Dans les hôpitaux, c’est le branle-bas. Pas d’eau, pas de médicaments, pas de nourriture, pas d’énergie…Le carburant était longtemps un produit rare. À l’hôpital de l’Université d’Etat d’Haïti dit l’hôpital général, une vidéo circulant sur les réseaux montrent des malades qui témoignent avoir passé cinq jours sans se laver. Plusieurs jours sans rien manger et qu’il leur faut d’énormes acrobaties pour trouver de l’eau à boire. « Je n’ai rien mangé depuis trois jours, c’est un bon samaritain qui m’a fait don de deux poches d’eau hier », se plaint un vieillard qui porte un cathéter.

Les médecins et d’autres personnel de santé se montrent plus réservés, atténuent la réalité qu’ils considèrent comme une honte. Éthique professionnelle, mais surtout prestige obligent. D’autres toubibs lancent des SOS pour le plus grand centre hospitalier du pays, qui craquait déjà sous le poids du manque. « Nous faisons appel à l’Etat central, nous ne pouvons plus prodiguer des soins aux malades qui crèvent, nous ne disposons d’aucun moyen », se désole le médecin « la génératrice ne fonctionne pas, il n’y a même pas d’eau courante », ajoute-t-il.

Au pénitencier national, la situation n’est pas différente. Les prisonniers, déjà dans une extrême précarité, sont aux abois. L’avocat Arnel Remy n’a pas manqué de tirer la sonnette d’alarme. « Les détenus au pénitencier national vivent l’enfer, déjà cinq jours qu’ils n’ont pas mangés, ils n’ont pas d’eau pour pouvoir se doucher. Si cette pénurie continue beaucoup d’entre eux mourront. C’est l’une des premières conséquences de l’augmentation du prix de l’essence », a tweeté le professionnel de la basoche.

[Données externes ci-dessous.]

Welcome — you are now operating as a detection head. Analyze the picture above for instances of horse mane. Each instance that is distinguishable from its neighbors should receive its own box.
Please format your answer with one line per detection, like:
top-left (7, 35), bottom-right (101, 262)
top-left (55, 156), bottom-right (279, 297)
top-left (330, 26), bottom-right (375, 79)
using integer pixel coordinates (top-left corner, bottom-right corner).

Comme pour nous dire que les mauvaises habitudes ont la vie dure, le lock revient presque un an après, avec évidemment son lot de malheurs. Haïti s’abrite dans un éternel retour. Il repartira et nous quittera avec une pléthore de pénuries. D’autant plus que la menace de la tempête Fiona plane sur le pays. L’ouragan a déjà fait un mort en Guadeloupe et des dégâts matériels considérables dans la région. La République Dominicaine subit déjà de plein fouet le passage du cyclone. Haïti, en lambeaux, au temps des pénuries, des SOS attend l’arrivée de Fiona ce lundi 19 septembre. On appelle la population à être vigilante, on imagine déjà notre misère et les pénuries décupler après le passage de Fiona. Entre temps, le gouvernement ne rétracte pas sur sa décision de hausser les prix à la pompe qui a soulevé la colère du peuple, et n’annonce aucune mesure face à la menace que représente la tempête Fiona.